Il progetto è iscritto nel Piano triennale delle opere 2015, ma il Consiglio comunale può chiedere di anticipare al 2014 lo stanziamento dei fondi. La vasca principale, 25 metri per 16.50, sarà divisa da quella secondaria (8 metri x 16) da un pannello divisorio mobile. Questo consentirà l’utilizzo contemporaneo dei due spazi con modalità diverse, ad esempio corsi per bambini e per anziani nella vasca secondaria e corsi di nuoto in quella principale. Le due vasche separate offrono varie soluzioni per diverse tipologie di utenti: da aspiranti nuotatori ad agonisti di livello, dai genitori con figli al seguito e dai nonni che oggi frequentano attivamente le vasche, ad atleti alla ricerca di sedi alternative per la preparazione sportiva, fino a chi vive la piscina come un luogo ricreativo e di svago.

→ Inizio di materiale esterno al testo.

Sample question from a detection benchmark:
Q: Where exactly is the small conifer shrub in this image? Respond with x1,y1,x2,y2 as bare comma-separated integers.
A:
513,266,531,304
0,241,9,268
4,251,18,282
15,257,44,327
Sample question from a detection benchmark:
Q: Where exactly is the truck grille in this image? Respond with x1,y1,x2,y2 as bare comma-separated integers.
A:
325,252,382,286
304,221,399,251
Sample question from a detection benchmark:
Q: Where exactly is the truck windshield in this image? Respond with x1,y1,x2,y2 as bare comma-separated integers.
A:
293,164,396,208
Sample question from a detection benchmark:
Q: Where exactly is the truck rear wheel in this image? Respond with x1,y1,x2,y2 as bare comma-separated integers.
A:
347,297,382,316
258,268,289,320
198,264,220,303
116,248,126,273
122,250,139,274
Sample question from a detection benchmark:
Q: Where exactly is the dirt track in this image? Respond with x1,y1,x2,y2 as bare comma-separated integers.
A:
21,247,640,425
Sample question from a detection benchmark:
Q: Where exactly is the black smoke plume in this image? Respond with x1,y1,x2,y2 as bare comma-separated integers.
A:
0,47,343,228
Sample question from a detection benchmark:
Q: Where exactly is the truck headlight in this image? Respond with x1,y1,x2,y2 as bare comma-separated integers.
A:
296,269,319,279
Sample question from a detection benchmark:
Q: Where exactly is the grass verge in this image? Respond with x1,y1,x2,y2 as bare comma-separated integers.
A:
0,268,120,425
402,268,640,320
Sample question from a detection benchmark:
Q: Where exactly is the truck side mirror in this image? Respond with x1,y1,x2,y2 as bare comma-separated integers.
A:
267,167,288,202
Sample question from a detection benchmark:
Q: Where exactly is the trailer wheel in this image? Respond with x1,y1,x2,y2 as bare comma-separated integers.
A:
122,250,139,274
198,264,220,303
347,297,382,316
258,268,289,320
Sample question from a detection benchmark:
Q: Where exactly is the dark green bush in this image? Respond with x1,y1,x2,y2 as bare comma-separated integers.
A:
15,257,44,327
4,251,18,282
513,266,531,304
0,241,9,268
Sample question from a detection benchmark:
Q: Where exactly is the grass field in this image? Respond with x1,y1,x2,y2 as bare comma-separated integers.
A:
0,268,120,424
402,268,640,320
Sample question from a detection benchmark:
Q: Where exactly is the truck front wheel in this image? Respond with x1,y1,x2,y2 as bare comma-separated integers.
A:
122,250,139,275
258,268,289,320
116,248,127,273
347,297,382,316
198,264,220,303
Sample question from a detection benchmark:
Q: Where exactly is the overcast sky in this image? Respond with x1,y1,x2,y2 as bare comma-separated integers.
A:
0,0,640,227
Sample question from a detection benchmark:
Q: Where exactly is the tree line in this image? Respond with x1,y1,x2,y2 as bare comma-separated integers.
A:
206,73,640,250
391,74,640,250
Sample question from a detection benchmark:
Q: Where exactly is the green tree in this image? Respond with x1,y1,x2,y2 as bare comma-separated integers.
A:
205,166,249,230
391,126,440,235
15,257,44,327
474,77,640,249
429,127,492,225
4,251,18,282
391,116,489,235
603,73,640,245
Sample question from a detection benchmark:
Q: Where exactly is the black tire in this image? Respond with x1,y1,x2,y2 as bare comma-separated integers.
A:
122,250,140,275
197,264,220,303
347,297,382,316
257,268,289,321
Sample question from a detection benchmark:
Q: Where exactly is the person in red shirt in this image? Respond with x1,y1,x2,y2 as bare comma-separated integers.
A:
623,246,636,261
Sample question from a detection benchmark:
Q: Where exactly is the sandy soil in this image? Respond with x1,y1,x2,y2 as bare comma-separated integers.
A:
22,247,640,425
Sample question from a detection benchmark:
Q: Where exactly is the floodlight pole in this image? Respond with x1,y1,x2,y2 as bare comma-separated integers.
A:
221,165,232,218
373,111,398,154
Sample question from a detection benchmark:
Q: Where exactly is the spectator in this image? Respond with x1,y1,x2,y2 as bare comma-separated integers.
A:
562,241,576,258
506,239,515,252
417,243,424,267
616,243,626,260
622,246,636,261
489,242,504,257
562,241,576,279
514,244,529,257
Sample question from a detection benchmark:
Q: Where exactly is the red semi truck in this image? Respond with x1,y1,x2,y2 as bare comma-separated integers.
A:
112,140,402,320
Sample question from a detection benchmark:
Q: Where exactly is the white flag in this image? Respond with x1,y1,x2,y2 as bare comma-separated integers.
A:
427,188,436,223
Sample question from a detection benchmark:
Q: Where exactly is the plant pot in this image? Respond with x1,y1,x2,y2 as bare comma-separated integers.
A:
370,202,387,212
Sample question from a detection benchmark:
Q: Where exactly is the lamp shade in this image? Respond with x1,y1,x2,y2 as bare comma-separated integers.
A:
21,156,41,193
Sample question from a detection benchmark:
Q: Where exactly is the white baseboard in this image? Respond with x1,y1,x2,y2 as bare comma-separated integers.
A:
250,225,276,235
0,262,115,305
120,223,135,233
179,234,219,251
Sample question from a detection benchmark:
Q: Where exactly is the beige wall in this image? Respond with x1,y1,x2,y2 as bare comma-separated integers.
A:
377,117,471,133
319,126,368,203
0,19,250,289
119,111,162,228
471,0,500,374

Gli spogliatoi saranno frazionati con possibilità di rotazione e apertura differenziata durante il giorno per rispondere, in termini di dimensioni e di percorsi, a un’utenza che cambia: da quella singola che usa le cabine a rotazione, fino a quella di gruppo che usa gli spogliatoi comuni.

Ci sarà uno spazio polifunzionale di circa 100-130 mq utilizzabile come palestra per attività motorie destrutturate, ma anche come spazio polivalente, paragonabile quindi a una sala di quartiere a disposizione della collettività. Infine, un’area attrezzata a verde con sdraio ed ombrelloni.